The amount of time that any particular target is visible to Roman is a function of ecliptic latitude. Objects located more than 54 degrees away from the ecliptic plane are within the Continuous Viewing Zone. Additional information on target visibility and available roll angles can be found in the WFI Quick Reference.
Observing Modes
In Cycle 1, Roman Space Telescope WFI observations will be executed with any of ten distinct optical elements (one of the imaging passband filters, the grism, or the prism). Observers specify their observations through the Roman APT. These specifications for a given target form a sequence of observations called a segment. Multiple optical elements can be used in a segment, together with various mosaicing and dither/subpixel dither pattern combinations and integration times and repeats. The segments and passes can be combined to form a survey.
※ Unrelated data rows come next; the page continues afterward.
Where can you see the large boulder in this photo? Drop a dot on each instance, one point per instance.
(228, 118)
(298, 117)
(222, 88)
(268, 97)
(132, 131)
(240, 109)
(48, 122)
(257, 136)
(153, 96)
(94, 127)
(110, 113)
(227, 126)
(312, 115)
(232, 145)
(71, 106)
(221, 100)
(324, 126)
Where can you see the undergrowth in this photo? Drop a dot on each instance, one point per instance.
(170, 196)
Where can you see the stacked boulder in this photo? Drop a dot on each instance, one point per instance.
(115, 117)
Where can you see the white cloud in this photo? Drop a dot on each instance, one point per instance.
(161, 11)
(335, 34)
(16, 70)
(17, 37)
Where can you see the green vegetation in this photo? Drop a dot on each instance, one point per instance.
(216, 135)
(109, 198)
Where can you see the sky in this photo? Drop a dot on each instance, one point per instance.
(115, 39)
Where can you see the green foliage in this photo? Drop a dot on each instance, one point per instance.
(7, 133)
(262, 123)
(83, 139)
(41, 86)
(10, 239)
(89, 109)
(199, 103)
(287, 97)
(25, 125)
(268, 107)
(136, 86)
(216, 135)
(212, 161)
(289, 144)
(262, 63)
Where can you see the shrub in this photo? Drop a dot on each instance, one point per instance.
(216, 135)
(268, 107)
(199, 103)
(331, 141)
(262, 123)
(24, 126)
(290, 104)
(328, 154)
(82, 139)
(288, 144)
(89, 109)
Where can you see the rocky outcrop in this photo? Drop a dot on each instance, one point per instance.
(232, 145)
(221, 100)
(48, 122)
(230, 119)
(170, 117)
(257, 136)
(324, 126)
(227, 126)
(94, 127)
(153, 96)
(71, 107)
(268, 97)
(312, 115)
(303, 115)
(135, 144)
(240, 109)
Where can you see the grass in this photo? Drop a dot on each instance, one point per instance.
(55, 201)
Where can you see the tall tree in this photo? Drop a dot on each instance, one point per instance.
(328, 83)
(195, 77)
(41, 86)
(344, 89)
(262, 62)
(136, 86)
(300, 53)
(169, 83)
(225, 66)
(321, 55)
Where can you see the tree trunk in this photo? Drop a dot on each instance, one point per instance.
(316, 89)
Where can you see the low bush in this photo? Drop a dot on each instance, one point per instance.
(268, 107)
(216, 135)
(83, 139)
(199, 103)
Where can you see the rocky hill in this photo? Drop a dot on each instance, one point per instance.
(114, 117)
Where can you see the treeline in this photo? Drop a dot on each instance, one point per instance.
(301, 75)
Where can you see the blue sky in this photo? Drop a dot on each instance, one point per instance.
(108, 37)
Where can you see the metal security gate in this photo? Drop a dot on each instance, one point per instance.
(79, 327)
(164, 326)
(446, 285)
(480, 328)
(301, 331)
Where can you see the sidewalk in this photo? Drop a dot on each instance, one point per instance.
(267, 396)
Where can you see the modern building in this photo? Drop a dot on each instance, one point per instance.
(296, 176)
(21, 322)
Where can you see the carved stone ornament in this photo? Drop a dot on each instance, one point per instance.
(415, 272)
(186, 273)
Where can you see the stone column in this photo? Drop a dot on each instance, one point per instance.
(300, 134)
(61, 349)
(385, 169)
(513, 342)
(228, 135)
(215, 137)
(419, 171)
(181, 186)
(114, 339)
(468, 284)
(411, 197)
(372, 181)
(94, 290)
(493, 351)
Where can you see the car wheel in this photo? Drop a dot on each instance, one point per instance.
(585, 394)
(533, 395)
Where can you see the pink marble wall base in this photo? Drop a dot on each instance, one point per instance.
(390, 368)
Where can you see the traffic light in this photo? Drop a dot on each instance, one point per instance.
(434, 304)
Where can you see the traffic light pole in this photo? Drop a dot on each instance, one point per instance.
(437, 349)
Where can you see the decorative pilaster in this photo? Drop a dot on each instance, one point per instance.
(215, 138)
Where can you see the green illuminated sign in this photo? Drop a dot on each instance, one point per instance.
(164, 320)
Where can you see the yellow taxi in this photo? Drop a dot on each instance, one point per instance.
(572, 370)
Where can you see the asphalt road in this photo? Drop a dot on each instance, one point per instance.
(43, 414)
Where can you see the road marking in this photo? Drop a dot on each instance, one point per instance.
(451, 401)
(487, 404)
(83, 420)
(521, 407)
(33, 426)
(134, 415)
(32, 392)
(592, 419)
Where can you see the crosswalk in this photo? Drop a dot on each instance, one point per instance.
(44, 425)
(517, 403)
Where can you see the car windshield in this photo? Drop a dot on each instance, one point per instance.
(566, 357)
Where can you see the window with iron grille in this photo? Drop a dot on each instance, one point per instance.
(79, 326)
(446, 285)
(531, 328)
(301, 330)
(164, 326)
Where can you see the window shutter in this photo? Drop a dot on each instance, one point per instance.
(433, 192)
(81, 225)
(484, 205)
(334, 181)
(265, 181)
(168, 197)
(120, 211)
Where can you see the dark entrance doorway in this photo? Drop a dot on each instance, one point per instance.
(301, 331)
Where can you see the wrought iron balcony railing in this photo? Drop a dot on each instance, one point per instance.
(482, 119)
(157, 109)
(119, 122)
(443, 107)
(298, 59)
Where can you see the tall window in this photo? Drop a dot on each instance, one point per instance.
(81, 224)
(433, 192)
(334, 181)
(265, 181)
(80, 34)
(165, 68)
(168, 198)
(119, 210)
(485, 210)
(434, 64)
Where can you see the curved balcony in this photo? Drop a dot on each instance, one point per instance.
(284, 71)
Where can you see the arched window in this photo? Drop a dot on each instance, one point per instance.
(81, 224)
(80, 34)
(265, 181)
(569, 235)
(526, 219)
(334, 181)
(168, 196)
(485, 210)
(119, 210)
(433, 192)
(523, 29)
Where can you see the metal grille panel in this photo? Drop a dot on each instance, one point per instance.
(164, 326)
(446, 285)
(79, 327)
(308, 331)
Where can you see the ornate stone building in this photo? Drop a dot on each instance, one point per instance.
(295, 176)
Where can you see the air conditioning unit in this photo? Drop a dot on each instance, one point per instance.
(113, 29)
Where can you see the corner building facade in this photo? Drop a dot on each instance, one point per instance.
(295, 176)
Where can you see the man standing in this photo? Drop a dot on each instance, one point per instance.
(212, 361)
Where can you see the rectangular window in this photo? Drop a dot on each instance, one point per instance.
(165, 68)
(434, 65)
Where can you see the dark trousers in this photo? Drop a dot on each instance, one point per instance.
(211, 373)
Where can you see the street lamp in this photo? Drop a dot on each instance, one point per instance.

The Roman observing modes are listed below. Details about these observing modes and the available choice of APT parameters are provided on RDox. The two observing modes available for Cycle 1 observational programs are:
- WFI Imaging
- WFI Spectroscopy
Because the processing of WFI slitless spectroscopic data requires images of the same field, Cycle 1 requests for grism or prism observations must include imaging in at least one Roman filter; two or more filters and roll angles are highly recommended for optimal results. Observers requesting grism or prism observations of the Core Community Surveys (CCS) planned to be executed in the first cycle and with no or limited spectroscopic data planned as part of the survey (the High Latitude Time Domain or Galactic Plane Survey) do not need to include additional imaging for spectroscopic extraction purposes, providing the imaging data of the CCS meets the technical and scientific needs of the proposal. See the Roman Observations section for more details. Recommendations for combined imaging and spectroscopic observation requests can be found on the Science Data Pipelines section of RDox.
The project will be verifying observatory capabilities and pointing stabilities and performance during commissioning, including the ability of WFI to guide in spectroscopic mode when observing crowded fields.
Science Operations
An integrated team of personnel from the Roman Project Science Office (PSO) at NASA Goddard Space Flight Center (GSFC), the Science Support Center (SSC) at Caltech/IPAC, and the Science Operations Center (SOC) at Space Telescope Science Institute (STScI) conduct science operations for the Roman project. Mission operations activities are conducted out of the Mission Operations Center at GSFC. The SSC solicits analysis and observational research programs through Calls for Proposals, organizes the peer review and proposal selection process, and administers NASA research funds for investigations selected by the Roman Selecting Official from PSO. The SOC schedules all Roman observations, calibrates the WFI data (the level of the calibration depends on the mode and core community survey), and archives and distributes all the Roman Space Telescope data through the Mikulski Archive for Space Telescopes (MAST). The SSC is responsible for high-level processing and calibration of all WFI spectroscopy mode data, along with high-level data processing of the data from the Galactic Bulge Time Domain Survey. The SOC also provides a cloud-based science platform, the Roman Research Nexus, that gives the community access to a rich computing environment, while allowing a low barrier access to data, compute, and software resources.